I do mean jolting. It's more than just bumping: both up & down and side to side. You literally need to hang on to that handle above the window, and your arm muscles get a workout from the job.
On the way out, we got stuck just beyond the village. Fortunately, there were many travellers on the road who generally enjoy digging and strategizing when a truck gets stuck. They often get a free ride for their efforts, so it's a symbiotic relationship. Faced with the options to climb out the window, crawl over the seat, or stay put, I just hung in there, waiting for them to free us, since my door was jammed thanks to a previous trip's mudhole encounter. The truck was stuck on an angle, so I literally was *hanging* there. My seatbelt tightened, so I had to unbuckle to open the window to let Mike talk to the diggers while he tried to pull free.
Unfortunately, my seatbelt decided to stay rolled up once we were freed and began to bounce along the road again, so I just had to hang on tight. Hang on, I did. Suddenly, I found myself sliding down the seat toward the gearshift so I grabbed the handle with both hands and clung for dear life till we came to a level spot again. At that point, of course, the seatbelt decided to work again.
The road is mesmerizing. There's lush foliage on both sides to keep your attention if it could get it, but the road is so unbelievable, you keep staring at it to see what comes next. Most unexpectedly, that may be a perfectly smooth stretch, dry and rutless. On these spots, you hear a soft, rhythmic snick-snicking which at first you may take to be insects, till you realize it's the snowchains on the tires clinking as they go round and round. Drainage, Mike says, is the key to keeping the road in good shape. If the roadbed has a good crown, proper ditches, and-the other key element-is kept clear of grass, the really severe mudholes and ruts shouldn't happen. But who's gonna take responsibility to make sure that happens?
These ruts of which I speak are not like the potholes or washboard you may be imaging. They are dual tire tracks, a hundred or so metres in length, dug so deep that the high-chassised Land Cruiser 4X4 bottoms out in places. Usually, the trick is to plough through the ruts, but occasionally it's a better choice to ride the ridges above. This adds to the time it takes to traverse the road: the driver gets out and walks along the ruts to strategize his path.
Then there are stretches that are soup, what I like to call "liquid road." As long as there are no hidden rocks to knock a hole in your undercarriage or break an axle, these spots, while they look awful, are not so bad after all. Just keep moving.

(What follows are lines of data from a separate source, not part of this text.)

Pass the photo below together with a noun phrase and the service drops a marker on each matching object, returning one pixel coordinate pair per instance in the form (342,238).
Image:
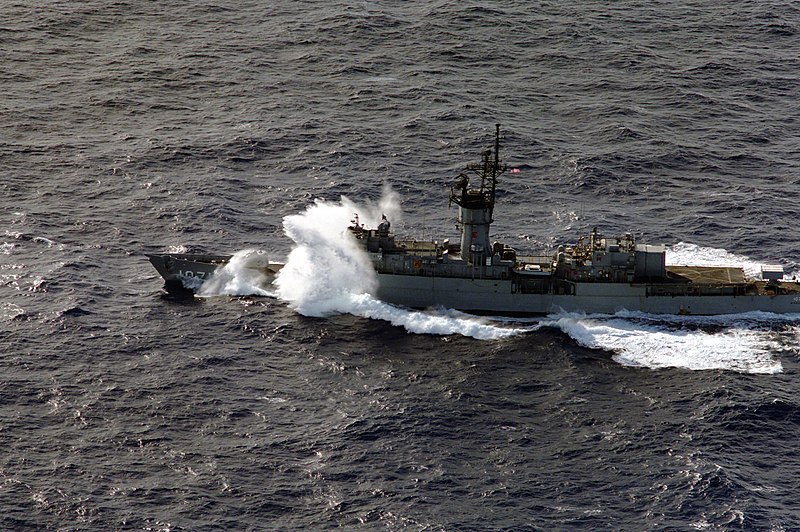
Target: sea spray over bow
(326,268)
(328,272)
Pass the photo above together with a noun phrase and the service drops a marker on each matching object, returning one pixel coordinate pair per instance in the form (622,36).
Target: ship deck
(708,274)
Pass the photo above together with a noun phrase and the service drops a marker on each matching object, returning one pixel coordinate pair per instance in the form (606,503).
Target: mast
(476,203)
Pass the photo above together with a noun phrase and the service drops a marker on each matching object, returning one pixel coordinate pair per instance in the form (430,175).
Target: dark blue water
(132,127)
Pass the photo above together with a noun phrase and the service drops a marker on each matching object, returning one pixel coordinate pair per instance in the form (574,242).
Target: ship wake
(745,343)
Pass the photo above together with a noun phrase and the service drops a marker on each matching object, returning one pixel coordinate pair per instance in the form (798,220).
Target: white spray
(328,273)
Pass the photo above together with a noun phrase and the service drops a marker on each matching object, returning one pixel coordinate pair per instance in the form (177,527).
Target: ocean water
(130,127)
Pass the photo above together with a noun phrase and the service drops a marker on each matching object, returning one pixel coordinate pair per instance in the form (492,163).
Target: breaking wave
(328,273)
(242,276)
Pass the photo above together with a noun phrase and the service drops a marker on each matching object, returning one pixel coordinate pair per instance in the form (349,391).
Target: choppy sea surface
(136,127)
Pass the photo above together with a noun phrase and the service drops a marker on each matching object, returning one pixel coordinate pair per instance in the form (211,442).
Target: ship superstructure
(597,274)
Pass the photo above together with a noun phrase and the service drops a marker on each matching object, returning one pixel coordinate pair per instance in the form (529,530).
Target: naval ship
(598,274)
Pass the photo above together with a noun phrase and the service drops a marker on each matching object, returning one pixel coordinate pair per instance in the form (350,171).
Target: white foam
(242,276)
(328,273)
(650,341)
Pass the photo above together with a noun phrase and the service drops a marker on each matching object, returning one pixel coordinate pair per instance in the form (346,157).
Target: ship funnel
(474,193)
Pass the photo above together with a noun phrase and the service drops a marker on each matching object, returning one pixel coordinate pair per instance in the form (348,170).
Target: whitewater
(327,273)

I observed, particularly on the journey back from Kumba, that as long as Mike still had one hand on the gearshift, the road didn't even seem particularly challenging yet. (This-one-handed driving-at parts where I would rather walk, carrying cargo on my back, than attempt to drive, even if equipped with three hands.) I knew it was bad when both Mike's hands gripped the wheel as we jolted, shook, groaned and strained over road that would make North American off-roaders quail.
But as long as I'm not driving, and don't have to dig..boy, I tell ya, it's FUN!